In the present experiment, we aimed to determine the feasibility and curative effects of emodin combined with danshensu on experimental severe acute pancreatitis (SAP) and the mutual benefit of this synergistic strategy by a prospective animal study. Eighty Wistar rats were randomly divided into four groups (n = 20).
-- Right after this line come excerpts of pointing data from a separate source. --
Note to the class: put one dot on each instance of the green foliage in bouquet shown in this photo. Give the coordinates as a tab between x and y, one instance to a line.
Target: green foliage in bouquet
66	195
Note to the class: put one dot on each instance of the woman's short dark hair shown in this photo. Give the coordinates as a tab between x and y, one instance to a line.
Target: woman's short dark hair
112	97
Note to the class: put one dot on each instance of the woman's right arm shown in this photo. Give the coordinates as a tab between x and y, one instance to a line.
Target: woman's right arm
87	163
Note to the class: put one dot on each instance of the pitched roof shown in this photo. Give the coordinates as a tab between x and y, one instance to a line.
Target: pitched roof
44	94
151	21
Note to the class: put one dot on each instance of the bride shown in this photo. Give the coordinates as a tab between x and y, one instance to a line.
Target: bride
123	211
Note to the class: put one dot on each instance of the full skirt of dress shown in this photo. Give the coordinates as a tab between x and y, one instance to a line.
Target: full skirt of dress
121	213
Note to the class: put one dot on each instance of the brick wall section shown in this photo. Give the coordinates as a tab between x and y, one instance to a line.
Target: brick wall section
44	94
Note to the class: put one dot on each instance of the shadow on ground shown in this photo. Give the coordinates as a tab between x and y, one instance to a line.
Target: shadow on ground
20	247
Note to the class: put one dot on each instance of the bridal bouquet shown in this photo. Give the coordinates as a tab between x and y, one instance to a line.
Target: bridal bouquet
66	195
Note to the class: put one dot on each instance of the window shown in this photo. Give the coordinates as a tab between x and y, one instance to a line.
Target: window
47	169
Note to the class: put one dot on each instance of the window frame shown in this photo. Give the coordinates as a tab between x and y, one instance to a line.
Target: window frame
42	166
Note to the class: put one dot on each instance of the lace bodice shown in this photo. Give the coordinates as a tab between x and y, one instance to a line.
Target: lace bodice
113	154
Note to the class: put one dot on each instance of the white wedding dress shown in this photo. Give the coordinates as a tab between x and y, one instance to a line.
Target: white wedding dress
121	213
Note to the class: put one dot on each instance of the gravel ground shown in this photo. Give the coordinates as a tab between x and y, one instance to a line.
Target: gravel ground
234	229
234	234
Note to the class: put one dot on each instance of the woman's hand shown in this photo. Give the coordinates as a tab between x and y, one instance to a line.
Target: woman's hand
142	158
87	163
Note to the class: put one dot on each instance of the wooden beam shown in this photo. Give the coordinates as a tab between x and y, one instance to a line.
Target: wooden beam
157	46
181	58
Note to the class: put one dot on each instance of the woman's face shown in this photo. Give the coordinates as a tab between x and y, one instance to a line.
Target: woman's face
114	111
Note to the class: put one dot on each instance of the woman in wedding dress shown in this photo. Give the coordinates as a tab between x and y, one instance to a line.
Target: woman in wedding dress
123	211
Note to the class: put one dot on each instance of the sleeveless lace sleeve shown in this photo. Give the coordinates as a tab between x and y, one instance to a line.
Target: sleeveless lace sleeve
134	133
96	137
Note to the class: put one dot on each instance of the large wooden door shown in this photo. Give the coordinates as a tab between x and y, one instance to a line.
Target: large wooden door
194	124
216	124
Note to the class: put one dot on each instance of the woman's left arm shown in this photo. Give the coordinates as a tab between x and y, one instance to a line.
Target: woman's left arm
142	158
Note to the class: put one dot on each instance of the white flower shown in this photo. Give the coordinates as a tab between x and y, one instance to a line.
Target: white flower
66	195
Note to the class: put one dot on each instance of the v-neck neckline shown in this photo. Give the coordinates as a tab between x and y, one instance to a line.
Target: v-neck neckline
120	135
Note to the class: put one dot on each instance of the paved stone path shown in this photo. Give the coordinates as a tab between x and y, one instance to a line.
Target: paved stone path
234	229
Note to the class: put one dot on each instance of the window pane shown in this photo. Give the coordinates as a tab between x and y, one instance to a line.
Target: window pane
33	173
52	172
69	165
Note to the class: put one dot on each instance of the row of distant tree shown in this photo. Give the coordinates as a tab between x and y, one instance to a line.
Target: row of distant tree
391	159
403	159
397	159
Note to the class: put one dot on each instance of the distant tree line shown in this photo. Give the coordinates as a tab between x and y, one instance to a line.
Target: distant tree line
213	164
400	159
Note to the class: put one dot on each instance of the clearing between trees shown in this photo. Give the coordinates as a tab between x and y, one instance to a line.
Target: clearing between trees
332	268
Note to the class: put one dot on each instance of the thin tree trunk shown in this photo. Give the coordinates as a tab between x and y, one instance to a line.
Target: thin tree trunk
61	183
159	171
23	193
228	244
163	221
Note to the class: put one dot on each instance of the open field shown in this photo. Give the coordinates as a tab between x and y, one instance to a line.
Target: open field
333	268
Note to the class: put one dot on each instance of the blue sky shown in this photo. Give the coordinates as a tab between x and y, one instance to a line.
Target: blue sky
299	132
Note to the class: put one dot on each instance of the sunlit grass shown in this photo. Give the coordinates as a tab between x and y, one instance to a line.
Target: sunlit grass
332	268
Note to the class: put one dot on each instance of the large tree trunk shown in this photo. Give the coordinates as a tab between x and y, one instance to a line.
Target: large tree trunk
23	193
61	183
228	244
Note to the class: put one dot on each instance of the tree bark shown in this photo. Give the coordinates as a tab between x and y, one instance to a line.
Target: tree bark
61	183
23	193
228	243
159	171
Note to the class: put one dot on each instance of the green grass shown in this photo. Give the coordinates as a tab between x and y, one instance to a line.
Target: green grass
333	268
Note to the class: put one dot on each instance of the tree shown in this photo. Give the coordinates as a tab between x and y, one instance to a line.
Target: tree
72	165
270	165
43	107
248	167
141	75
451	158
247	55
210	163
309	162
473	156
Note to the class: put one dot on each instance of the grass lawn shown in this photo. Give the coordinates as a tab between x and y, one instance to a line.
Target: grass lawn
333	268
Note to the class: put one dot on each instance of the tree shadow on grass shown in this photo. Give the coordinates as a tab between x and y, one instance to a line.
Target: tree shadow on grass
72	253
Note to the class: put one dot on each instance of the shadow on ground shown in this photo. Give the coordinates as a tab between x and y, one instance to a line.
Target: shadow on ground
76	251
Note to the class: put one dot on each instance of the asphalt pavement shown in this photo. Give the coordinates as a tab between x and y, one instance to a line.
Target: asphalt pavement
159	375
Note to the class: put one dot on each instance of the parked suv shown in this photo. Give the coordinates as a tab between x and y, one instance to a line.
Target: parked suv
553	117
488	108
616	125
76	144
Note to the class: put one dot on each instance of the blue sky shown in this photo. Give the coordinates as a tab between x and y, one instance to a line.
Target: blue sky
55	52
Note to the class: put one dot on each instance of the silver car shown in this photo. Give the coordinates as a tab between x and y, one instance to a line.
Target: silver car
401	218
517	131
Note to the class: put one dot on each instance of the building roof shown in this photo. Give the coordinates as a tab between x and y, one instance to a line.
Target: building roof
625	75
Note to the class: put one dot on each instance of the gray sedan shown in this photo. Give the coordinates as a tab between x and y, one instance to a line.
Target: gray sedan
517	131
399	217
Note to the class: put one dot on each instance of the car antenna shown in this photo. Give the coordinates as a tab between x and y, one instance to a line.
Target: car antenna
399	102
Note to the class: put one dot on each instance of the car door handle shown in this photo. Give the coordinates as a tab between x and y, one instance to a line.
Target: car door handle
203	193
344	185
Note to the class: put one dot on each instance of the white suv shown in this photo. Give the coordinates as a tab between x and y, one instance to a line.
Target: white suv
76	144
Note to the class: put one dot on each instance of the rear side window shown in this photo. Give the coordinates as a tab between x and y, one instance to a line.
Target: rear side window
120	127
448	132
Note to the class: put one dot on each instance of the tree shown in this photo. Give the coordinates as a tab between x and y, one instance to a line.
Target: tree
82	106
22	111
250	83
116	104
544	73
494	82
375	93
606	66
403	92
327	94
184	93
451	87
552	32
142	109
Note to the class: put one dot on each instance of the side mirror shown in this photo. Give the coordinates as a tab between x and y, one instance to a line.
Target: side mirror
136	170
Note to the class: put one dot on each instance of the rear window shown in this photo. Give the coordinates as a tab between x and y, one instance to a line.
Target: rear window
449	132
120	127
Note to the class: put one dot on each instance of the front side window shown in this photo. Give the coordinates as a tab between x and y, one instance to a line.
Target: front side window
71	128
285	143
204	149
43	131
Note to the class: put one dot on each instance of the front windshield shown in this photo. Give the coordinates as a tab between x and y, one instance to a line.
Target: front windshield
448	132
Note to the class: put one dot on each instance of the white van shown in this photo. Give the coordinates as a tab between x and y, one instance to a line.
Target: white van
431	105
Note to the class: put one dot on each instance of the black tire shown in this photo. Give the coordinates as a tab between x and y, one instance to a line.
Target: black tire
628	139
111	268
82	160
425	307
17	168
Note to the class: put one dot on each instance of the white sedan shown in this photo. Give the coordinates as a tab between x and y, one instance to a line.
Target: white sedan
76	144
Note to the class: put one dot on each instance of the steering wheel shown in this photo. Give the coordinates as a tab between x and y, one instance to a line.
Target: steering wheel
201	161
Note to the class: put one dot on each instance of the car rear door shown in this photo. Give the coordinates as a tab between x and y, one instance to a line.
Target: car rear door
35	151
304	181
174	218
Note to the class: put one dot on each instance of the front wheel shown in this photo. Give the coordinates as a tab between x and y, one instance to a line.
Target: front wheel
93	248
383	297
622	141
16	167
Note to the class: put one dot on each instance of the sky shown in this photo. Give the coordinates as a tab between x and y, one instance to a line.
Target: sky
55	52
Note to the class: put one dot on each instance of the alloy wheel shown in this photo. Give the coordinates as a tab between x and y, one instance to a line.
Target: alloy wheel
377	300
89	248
SAP was elicited by a retrograde infusion of 5.0% sodium taurocholate into the pancreatic main duct. SAP rats in each group received no further intervention, emodin alone, danshensu (DSS) alone, and emodin combined with DSS (EDSS), respectively. 48 h after SAP induction, all surviving animals were sacrificed to collect blood and tissue samples for the following measurements: serum levels of amylase, tumor necrosis factor-alpha (TNF-alpha), interleukin-1beta (IL-1beta), endotoxin and D-lactate. Pancreatic levels of TNF-alpha, IL-1beta, maleic dialdehyde (MDA), myeloperoxidase (MPO) activity, nuclear factor-kappaappaB (NF-kappaB) activation as well as wet-dry weight ratio were also evaluated. Ascitic fluid was quantified and the severity of pancreatic damage was analyzed by pathological grading and scoring. Compared with the SAP group, the emodin, DSS and EDSS groups had significant differences in every index. Furthermore, EDSS obviously improved all the parameters mentioned above so as to counteract inflammatory response and oxidative stress, as well as most effectively abating pancreatic and intestinal barrier injury. EDSS exerted protective effects on SAP rats and remarkably alleviated the severity of experimental SAP. Mechanisms that might account for the beneficial effects include protecting the intestinal barrier, inhibiting over-inflammatory reaction and abating oxidative stress. The combined strategy proved to be more effective than either emodin or DSS alone and may cause synergistic effects in combination in the early stage of SAP. Broad potential for future clinical practice is foreseeable.